サンコウチョウは5月下旬ごろになると、地上1.5~数十mほどの高さにある葉の無い樹上の細枝に営巣します。 「スギ」や「ヒノキ」の樹皮、「コケ類」にクモの糸をしっかりと絡ませてカップ状の巣を作りますよ。 一腹卵数は3~5個で卵を1日1卵ずつ産みます。約12~14日のオスとメスによる抱卵を経て孵化しますよ。

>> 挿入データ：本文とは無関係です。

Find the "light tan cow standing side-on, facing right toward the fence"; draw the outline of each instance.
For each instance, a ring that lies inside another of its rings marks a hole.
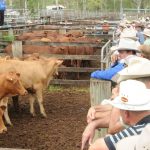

育ヒナはオスとメスが共同で行い、孵化後約10~12日で巣立っていきますが、巣立ち後もしばらくは両親と一緒に生活します。 もし、抱卵中に蛇などの天敵に襲われて卵が捕食されてしまった場合は巣を放棄して縄張り内の別の場所に巣を新しく作り再繁殖しますよ。

 

サンコウチョウの分布は?どこに生息している?

サンコウチョウ5 サンコウチョウは、日本、台湾、フィリピンにあるミンダナオ島とバタン島に分布しています。 日本には、5月ごろに夏鳥として渡来し繁殖しますよ。日本で繁殖した個体の多くは、冬季に中国南部からインドシナ半島やスマトラへ渡り越冬します。 本州から九州にかけての「山地の落葉広葉樹林」「 スギ林」「雑木林に」生息していますよ。特に中層部に空間のある林を好むといわれています。  

 

サンコウチョウの鳴き声は?

サンコウチョウ2 サンコウチョウは、「ツキ、ヒ、ホシ、ホイホイホイ」と良く通る声で鳴きます。 さえずりの「ホイ」は3回とは限らず、中には10回前後鳴く個体もいますよ。さえずる前やさえずりの間に「ギッ、ギッ」と濁った声で鳴くことでも知られています。 ちなみに、サンコウチョウという名前はさえずりが「ツキ、ヒ、ホシ、ホイホイホイ」と聞きなされるため、「月、日、星」で3つの光の鳥という意味で三光鳥と名付けられました。  

 

春や秋の渡りの時期に観察してみよう!

サンコウチョウ4 スギ林など暗い場所にいることが多いサンコウチョウですが、鳴き声が「ツキ、ヒ、ホシ、ホイホイホイ」と特徴的なので意外と簡単に見つけることができますよ。 春や秋の渡りの時期には、都市部の公園に姿を現すこともあるので是非観察してみてくださいね。